Geometric group theory explained

Geometric group theory is an area in mathematics devoted to the study of finitely generated groups via exploring the connections between algebraic properties of such groups and topological and geometric properties of spaces on which these groups can act non-trivially (that is, when the groups in question are realized as geometric symmetries or continuous transformations of some spaces).

Another important idea in geometric group theory is to consider finitely generated groups themselves as geometric objects. This is usually done by studying the Cayley graphs of groups, which, in addition to the graph structure, are endowed with the structure of a metric space, given by the so-called word metric.

Geometric group theory, as a distinct area, is relatively new, and became a clearly identifiable branch of mathematics in the late 1980s and early 1990s. Geometric group theory closely interacts with low-dimensional topology, hyperbolic geometry, algebraic topology, computational group theory and differential geometry. There are also substantial connections with complexity theory, mathematical logic, the study of Lie groups and their discrete subgroups, dynamical systems, probability theory, K-theory, and other areas of mathematics.

In the introduction to his book Topics in Geometric Group Theory, Pierre de la Harpe wrote: "One of my personal beliefs is that fascination with symmetries and groups is one way of coping with frustrations of life's limitations: we like to recognize symmetries which allow us to recognize more than what we can see. In this sense the study of geometric group theory is a part of culture, and reminds me of several things that Georges de Rham practiced on many occasions, such as teaching mathematics, reciting Mallarmé, or greeting a friend".[1]

History

Geometric group theory grew out of combinatorial group theory that largely studied properties of discrete groups via analyzing group presentations, which describe groups as quotients of free groups; this field was first systematically studied by Walther von Dyck, student of Felix Klein, in the early 1880s, while an early form is found in the 1856 icosian calculus of William Rowan Hamilton, where he studied the icosahedral symmetry group via the edge graph of the dodecahedron. Currently combinatorial group theory as an area is largely subsumed by geometric group theory. Moreover, the term "geometric group theory" came to often include studying discrete groups using probabilistic, measure-theoretic, arithmetic, analytic and other approaches that lie outside of the traditional combinatorial group theory arsenal.

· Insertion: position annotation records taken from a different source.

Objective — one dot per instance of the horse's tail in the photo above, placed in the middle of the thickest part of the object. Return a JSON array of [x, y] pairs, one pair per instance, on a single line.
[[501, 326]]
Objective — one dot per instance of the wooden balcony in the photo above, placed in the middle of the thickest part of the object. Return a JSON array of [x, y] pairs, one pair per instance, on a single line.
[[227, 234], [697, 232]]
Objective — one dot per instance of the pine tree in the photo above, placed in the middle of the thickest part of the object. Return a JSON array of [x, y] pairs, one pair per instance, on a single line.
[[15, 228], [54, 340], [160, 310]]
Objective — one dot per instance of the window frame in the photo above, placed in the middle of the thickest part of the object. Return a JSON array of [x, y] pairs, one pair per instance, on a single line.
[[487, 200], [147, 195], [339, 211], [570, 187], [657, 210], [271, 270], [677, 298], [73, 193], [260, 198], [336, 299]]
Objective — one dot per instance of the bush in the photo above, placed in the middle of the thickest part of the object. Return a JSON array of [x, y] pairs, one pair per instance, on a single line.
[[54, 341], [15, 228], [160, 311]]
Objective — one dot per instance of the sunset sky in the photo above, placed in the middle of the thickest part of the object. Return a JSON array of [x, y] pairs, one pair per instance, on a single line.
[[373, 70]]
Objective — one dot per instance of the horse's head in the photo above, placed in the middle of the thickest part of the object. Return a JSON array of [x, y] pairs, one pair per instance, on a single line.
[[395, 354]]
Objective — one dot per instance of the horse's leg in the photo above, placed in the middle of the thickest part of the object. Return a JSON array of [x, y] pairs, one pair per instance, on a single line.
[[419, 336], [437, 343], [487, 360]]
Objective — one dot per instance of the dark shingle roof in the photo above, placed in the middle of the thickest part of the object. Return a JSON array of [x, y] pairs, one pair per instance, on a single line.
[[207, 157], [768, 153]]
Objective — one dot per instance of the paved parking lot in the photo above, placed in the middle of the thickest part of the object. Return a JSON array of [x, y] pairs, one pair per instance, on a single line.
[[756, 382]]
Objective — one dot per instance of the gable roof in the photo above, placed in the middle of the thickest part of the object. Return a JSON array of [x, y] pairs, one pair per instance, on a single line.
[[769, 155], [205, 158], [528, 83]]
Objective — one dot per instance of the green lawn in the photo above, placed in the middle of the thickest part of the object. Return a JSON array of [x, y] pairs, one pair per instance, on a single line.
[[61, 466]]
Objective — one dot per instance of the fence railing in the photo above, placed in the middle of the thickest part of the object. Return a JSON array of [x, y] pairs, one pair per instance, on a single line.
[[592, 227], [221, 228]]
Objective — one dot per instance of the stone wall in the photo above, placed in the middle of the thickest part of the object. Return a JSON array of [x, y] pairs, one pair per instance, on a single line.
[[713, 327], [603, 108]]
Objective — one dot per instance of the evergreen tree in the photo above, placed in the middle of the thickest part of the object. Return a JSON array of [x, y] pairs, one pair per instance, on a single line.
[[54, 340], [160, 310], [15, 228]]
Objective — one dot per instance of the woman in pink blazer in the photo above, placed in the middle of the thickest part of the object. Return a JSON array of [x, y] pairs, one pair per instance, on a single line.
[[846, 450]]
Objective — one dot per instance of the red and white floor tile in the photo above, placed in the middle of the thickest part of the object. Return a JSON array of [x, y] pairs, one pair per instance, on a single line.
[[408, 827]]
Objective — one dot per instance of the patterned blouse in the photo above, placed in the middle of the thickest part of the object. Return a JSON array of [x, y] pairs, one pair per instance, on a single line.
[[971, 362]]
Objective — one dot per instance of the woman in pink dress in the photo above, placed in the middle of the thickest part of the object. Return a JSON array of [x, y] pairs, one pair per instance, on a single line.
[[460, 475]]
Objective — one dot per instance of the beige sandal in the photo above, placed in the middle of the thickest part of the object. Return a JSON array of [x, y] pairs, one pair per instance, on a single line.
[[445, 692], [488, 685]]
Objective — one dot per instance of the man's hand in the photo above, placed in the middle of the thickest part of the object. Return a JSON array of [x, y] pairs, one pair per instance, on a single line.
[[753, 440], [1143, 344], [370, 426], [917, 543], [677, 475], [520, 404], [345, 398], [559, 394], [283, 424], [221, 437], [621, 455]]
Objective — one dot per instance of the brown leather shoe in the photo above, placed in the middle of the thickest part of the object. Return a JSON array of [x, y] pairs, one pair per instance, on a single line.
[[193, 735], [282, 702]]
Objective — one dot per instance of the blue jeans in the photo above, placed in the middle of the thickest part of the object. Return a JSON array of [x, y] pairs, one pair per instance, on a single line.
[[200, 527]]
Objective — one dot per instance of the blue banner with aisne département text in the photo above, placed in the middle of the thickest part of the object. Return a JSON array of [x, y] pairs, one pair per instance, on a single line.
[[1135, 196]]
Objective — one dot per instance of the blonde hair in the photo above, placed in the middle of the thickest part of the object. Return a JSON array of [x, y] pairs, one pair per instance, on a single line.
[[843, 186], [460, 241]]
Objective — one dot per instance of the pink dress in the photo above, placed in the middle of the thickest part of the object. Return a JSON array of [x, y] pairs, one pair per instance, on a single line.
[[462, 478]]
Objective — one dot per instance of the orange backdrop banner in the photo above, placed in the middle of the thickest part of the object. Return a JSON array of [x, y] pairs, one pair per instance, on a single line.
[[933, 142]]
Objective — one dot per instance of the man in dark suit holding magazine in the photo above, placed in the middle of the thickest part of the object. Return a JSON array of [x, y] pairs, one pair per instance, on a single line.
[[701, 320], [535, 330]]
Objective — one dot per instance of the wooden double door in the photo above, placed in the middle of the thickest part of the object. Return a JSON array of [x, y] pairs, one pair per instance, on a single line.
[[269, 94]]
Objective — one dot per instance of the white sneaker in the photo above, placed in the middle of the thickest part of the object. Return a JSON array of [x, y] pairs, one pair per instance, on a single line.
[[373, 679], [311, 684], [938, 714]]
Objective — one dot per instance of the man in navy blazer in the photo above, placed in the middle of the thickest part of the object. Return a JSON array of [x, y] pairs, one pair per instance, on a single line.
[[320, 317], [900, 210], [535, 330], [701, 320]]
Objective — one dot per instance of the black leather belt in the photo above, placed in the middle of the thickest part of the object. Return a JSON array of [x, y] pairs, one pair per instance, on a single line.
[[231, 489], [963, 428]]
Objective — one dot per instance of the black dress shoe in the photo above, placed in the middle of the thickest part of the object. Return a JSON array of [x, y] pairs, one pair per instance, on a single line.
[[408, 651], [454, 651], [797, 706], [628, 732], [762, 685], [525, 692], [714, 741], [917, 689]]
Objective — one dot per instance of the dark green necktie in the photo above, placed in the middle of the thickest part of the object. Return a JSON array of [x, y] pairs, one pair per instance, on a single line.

In the first half of the 20th century, pioneering work of Max Dehn, Jakob Nielsen, Kurt Reidemeister and Otto Schreier, J. H. C. Whitehead, Egbert van Kampen, amongst others, introduced some topological and geometric ideas into the study of discrete groups.[2] Other precursors of geometric group theory include small cancellation theory and Bass–Serre theory. Small cancellation theory was introduced by Martin Grindlinger in the 1960s[3] [4] and further developed by Roger Lyndon and Paul Schupp.[5] It studies van Kampen diagrams, corresponding to finite group presentations, via combinatorial curvature conditions and derives algebraic and algorithmic properties of groups from such analysis. Bass–Serre theory, introduced in the 1977 book of Serre,[6] derives structural algebraic information about groups by studying group actions on simplicial trees.External precursors of geometric group theory include the study of lattices in Lie groups, especially Mostow's rigidity theorem, the study of Kleinian groups, and the progress achieved in low-dimensional topology and hyperbolic geometry in the 1970s and early 1980s, spurred, in particular, by William Thurston's Geometrization program.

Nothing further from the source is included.